Find the coordinates of a point on x + y + 3 = 0, whose distance from x + 2y + 2 = 0 is `sqrt(5)` .

To find the coordinates of a point on the line \( x + y + 3 = 0 \) whose distance from the line \( x + 2y + 2 = 0 \) is \( \sqrt{5} \), we can follow these steps: ### Step 1: Define the point on the first line Let the required point be \( (a, b) \). Since this point lies on the line \( x + y + 3 = 0 \), we can express this relationship as: \[ a + b + 3 = 0 \quad \text{(Equation 1)} \] From this, we can derive: \[ a + b = -3 \quad \text{(1)} \] ### Step 2: Use the distance formula from a point to a line The distance \( d \) from a point \( (x_0, y_0) \) to a line \( Ax + By + C = 0 \) is given by the formula: \[ d = \frac{|Ax_0 + By_0 + C|}{\sqrt{A^2 + B^2}} \] For the line \( x + 2y + 2 = 0 \), we have \( A = 1 \), \( B = 2 \), and \( C = 2 \). The distance from the point \( (a, b) \) to this line is given to be \( \sqrt{5} \): \[ \frac{|1 \cdot a + 2 \cdot b + 2|}{\sqrt{1^2 + 2^2}} = \sqrt{5} \] This simplifies to: \[ \frac{|a + 2b + 2|}{\sqrt{5}} = \sqrt{5} \] ### Step 3: Simplify the distance equation Multiplying both sides by \( \sqrt{5} \) gives: \[ |a + 2b + 2| = 5 \] This leads to two cases: 1. \( a + 2b + 2 = 5 \) 2. \( a + 2b + 2 = -5 \) ### Step 4: Solve the first case **Case 1:** \[ a + 2b + 2 = 5 \] Subtracting 2 from both sides: \[ a + 2b = 3 \quad \text{(Equation 2)} \] Now we have two equations: 1. \( a + b = -3 \) (from Equation 1) 2. \( a + 2b = 3 \) (from Equation 2) We can solve these equations simultaneously.

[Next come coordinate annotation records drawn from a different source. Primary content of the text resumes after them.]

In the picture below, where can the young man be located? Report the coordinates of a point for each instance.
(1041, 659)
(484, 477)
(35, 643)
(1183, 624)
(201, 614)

Subtract Equation 1 from Equation 2: \[ (a + 2b) - (a + b) = 3 - (-3) \] This simplifies to: \[ b = 6 \] Substituting \( b = 6 \) back into Equation 1: \[ a + 6 = -3 \implies a = -9 \] Thus, one point is \( (-9, 6) \). ### Step 5: Solve the second case **Case 2:** \[ a + 2b + 2 = -5 \] Subtracting 2 from both sides: \[ a + 2b = -7 \quad \text{(Equation 3)} \] Now we have: 1. \( a + b = -3 \) (from Equation 1) 2. \( a + 2b = -7 \) (from Equation 3) Subtract Equation 1 from Equation 3: \[ (a + 2b) - (a + b) = -7 - (-3) \] This simplifies to: \[ b = -4 \] Substituting \( b = -4 \) back into Equation 1: \[ a - 4 = -3 \implies a = 1 \] Thus, the second point is \( (1, -4) \). ### Final Answer The required points are: \[ (-9, 6) \quad \text{and} \quad (1, -4) \]